PP-FormulaNet is implemented with two specialized models:
- PP-FormulaNet-L: Designed for high accuracy, this model uses the Vary-VIT-B backbone from GOT2.0-OCR as the vision encoder, paired with a 512-dimensional MBart Decoder.
- PP-FormulaNet-S: Optimized for high efficiency, this model employs the distilled PP-HGNetV2-B4 as the vision encoder and a 384-dimensional MBart Decoder.
Weight Interpolation
To address the challenges of directly loading pre-trained weights after model dimensionality reduction, PP-FormulaNet employs a weight interpolation technique. This is particularly relevant when reducing the dimensionality of the decoder (e.g., from 1024 dimensions to 512 or 384).
The method is based on the assumption that adjacent dimensions of attention weights in the decoder encode similar semantic information, allowing for the mixing of dimensional features through interpolation. The weights of linear and normalization layers are adaptively adjusted using nearest-neighbor interpolation techniques to ensure compatibility with the reduced-dimension model.
Weight interpolation facilitates the efficient utilization of pre-trained weights without requiring complete model retraining. Experiments have demonstrated that this technique improves the CPE-BLEU score from 0.7970 to 0.8445 on complex formula datasets. Using Vary-VIT-B as the backbone further increases the CPE-BLEU score to 0.9148.
Knowledge Distillation
Knowledge distillation is used to enhance the PP-FormulaNet-S backbone (PP-HGNetV2-B4), which has limited parameters and may lack domain-specific knowledge of mathematical notation. Knowledge from the Vary-VIT-B (teacher) is transferred to PP-HGNetV2-B4 (student) by freezing the teacher network and training the student network using feature-level supervision via a fully connected layer. A distillation loss is calculated as the L2 norm between the teacher's feature tensor and a linear projection of the student's feature tensor.

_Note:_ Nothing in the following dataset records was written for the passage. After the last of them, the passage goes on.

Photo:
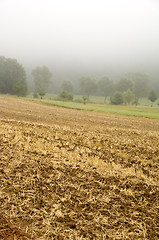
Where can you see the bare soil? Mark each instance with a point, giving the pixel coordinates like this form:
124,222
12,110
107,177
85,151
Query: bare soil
69,174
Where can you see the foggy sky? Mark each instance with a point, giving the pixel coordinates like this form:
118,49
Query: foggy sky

This distillation process is trained on a corpus of 500,000 document samples. After knowledge distillation, PP-HGNetV2-B4 achieves effective feature extraction with only 15.6 million parameters, improving the formula recognition BLEU score from 80.87 to 84.32.

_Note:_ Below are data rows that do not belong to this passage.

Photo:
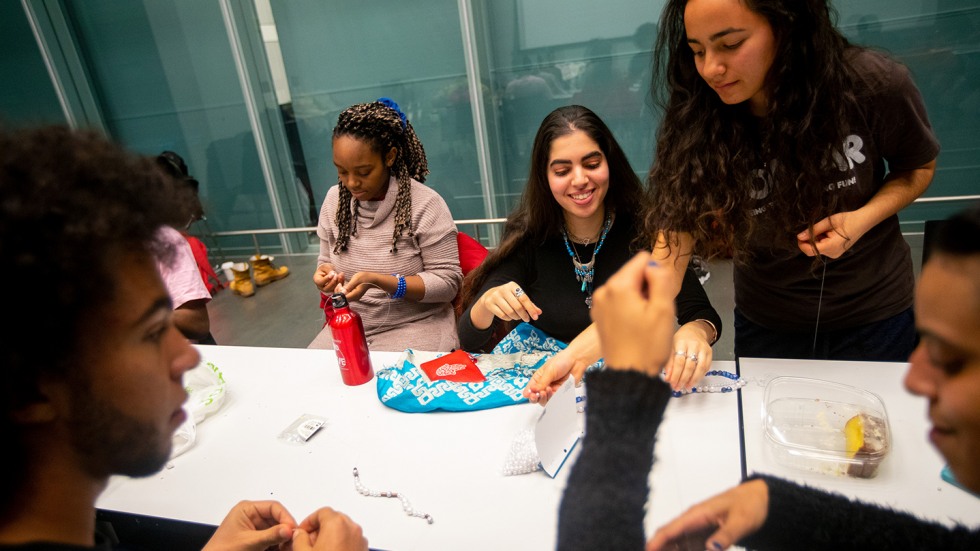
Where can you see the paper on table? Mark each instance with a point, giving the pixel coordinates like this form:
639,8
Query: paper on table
558,429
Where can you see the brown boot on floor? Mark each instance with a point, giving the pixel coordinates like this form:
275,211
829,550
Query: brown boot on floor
266,272
242,284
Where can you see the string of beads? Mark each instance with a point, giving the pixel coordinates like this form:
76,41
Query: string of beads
735,384
406,505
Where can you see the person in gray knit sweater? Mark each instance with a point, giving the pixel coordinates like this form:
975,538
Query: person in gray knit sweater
602,507
386,240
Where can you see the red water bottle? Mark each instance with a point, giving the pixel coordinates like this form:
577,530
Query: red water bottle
349,343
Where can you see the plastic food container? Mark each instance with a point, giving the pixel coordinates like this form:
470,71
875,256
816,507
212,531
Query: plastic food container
825,427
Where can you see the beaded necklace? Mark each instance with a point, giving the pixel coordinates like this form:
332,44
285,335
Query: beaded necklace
737,383
585,271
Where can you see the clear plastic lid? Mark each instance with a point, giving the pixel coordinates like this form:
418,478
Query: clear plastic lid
825,426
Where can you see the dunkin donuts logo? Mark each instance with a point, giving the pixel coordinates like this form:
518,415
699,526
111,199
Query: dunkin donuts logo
449,369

Multi-Token Parallel Prediction
To address the inference inefficiency of autoregressive models, which predict formula sequences token by token, PP-FormulaNet introduces a multi-token parallel prediction technique. A parallel causal mask enables the decoder to predict multiple tokens simultaneously in each step.
During training, the decoder predicts characters from position step+1 to 2*step, then from 2*step+1 to 3*step, and so on, using previous characters as a basis. During inference, the initial characters are replicated step times as input, and the model predicts the next sequence of length step, reducing the number of inference steps.

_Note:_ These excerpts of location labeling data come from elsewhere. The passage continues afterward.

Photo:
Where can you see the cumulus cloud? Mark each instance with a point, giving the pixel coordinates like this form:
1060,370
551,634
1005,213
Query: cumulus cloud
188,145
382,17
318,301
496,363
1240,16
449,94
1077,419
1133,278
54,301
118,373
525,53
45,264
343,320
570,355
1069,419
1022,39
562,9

Experiments show that inference speed increases by 2.05 times, 2.86 times, 3.77 times, and 4.63 times when the parallel steps are set to 2, 3, 4, and 5, respectively. PP-FormulaNet-S employs this technique for faster inference, setting a parallel step count of 3 to balance accuracy and speed.
PP-FormulaNet-L achieves state-of-the-art accuracy, surpassing UniMERNet by 6% in average BLEU score across several test datasets. PP-FormulaNet-S offers a speed improvement, operating 16 times faster than UniMERNet in GPU inference time (batch size = 15).
Conclusion
PP-FormulaNet advances formula recognition by providing a balance of accuracy and efficiency. The innovations in data mining, model architecture, and training techniques make it suitable for applications with complex formulas and real-time processing needs.